Smith has named his strongest possible squad - he will pick four players from Andy and Jamie Murray, Kyle Edmund, Dan Evans and Dominic Inglot - in the knowledge that both teams can change their line-up up to one day before the opening matches on Friday week.

"People can change their mind," Smith said. "Technically they can change two players before the draw, so it's still possible.

"To be honest, you can't prepare thinking about 'what ifs'. We just prepare the best we can. We focus on ourselves.

"It's not like we're short on information on Novak Djokovic in terms of preparation and notes and scouting and analysis. We've done it for all the players, as we always do - every Serbian team member, including their No 5, 6, 7 and 8, so we cover all our bases."

Andy Murray confirmed this week that he will play in the tie provided he is fit.

The world No2 is in good shape at the moment but hopes to be playing three more matches here at Wimbledon, beginning with his quarter-final today against Jo-Wilfried Tsonga.

"He is named in the team, which is already a show of the commitment he has always had for us, but I can't sit here and say how anyone is going to feel depending on what happens during the week," Smith said. "If he is fit and healthy, then he will play.

"Davis Cup is really important to him. It's one of the things he really likes playing in. He has talked openly about that. It's clearly one of the events that motivates him. He likes being part of the team.

"He enjoys the people who are involved in it, the players, the staff. The atmosphere is amazing. I think there are all those elements that mean it remains an important part of his schedule."

Serbia have home advantage and have chosen the playing surface - clay - which they think will suit them best and provide the greatest challenge for their opponents.

Switching to clay immediately after the end of the grass-court campaign and immediately before a particularly busy hard-court season will test players to the limit.

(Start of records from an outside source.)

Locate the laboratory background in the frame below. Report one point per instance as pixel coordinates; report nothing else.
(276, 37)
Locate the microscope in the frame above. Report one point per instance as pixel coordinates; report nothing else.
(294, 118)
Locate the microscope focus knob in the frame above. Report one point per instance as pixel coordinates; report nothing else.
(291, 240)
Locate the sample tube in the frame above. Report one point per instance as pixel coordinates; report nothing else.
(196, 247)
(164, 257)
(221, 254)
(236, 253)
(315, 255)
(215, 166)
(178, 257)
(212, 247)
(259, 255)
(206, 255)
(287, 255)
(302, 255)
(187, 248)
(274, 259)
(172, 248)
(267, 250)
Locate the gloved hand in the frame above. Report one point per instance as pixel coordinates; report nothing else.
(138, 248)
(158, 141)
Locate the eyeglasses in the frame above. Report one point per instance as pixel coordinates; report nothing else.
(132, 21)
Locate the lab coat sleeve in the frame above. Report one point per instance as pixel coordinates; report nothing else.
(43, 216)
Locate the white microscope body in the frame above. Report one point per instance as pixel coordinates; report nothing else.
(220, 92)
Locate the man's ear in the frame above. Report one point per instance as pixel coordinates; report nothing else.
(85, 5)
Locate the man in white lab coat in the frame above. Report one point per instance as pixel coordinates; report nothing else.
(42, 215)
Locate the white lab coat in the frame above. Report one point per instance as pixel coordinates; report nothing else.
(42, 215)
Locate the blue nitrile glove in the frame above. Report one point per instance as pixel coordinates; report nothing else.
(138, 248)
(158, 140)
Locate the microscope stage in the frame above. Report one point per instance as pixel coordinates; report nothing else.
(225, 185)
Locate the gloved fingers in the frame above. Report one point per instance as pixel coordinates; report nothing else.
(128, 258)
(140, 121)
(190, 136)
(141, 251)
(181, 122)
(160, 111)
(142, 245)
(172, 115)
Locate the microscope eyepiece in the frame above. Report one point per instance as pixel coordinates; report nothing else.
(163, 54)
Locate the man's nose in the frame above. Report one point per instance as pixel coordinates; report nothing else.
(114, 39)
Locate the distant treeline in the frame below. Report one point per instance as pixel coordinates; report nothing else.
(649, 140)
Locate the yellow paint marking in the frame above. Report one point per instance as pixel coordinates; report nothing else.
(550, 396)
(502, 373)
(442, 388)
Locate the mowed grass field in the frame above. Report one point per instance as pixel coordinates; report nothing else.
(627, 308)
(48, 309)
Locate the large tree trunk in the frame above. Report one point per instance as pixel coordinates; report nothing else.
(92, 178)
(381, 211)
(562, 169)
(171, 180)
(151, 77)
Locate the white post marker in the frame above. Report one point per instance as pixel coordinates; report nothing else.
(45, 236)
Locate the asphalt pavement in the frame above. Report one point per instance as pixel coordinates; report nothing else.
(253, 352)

Most of the leading men have two Masters Series tournaments and the Olympics to fit in between now and the start of the US Open at the end of August.

However, the Serbs will be without their two leading players, both Djokovic and Viktor Troicki having made themselves unavailable.

The Serbia team comprises Dusan Lajovic (world No 82), Filip Krajinovic (No 108), Janko Tipsarevic (No 411) and Nenad Zimonjic (No 26 in doubles). Tipsarevic, a former world No 8, is making his way back after a lengthy absence through injury.

Smith said there would no question of suggesting to Andy Murray that he does not have to play in the light of the weakened Serbian line-up.

"If he wants to play, absolutely he plays," Smith said.

"This competition really motivates him. He has thrived on the responsibility of leading the team. He enjoys every single day of the training and being around the guys. It says a lot that he wants to play and to be involved in this tie, as well.

"There's every reason that we could go through to say, 'Come on, skip this!' But that's not how he feels. He knows himself better than anybody.

"He's playing great tennis. We can't sit here and prepare for what we think may be a weakened team. We have to look after our own and realise this is an opportunity for us to try to reach the semi-finals again."

Assuming everyone is fit, Britain's second singles player is likely to be Edmund, who excels on clay. Evans, who has been nursing a leg injury, is less comfortable on the surface, but Smith pointed out that he is in good form and will climb to a career-high world ranking position of around No 72 next week.

"Although clay is not the surface that he would choose to play on, he is playing very, very well and I've got a lot of confidence in him when it comes to Davis Cup," Smith said.

"There are a few things that can happen in the coming days and weeks. That's why you need that flexibility and you are allowed to change two players within an hour of the draw."

He added: "Whoever turns out for them, they are going to be tough. It's going to be very, very hot, 35C-plus. It's on clay, their chosen surface, in front of their home fans.

"They will be lifted by everything. They are playing against the defending champions. It's going to be very difficult whoever turns out for them."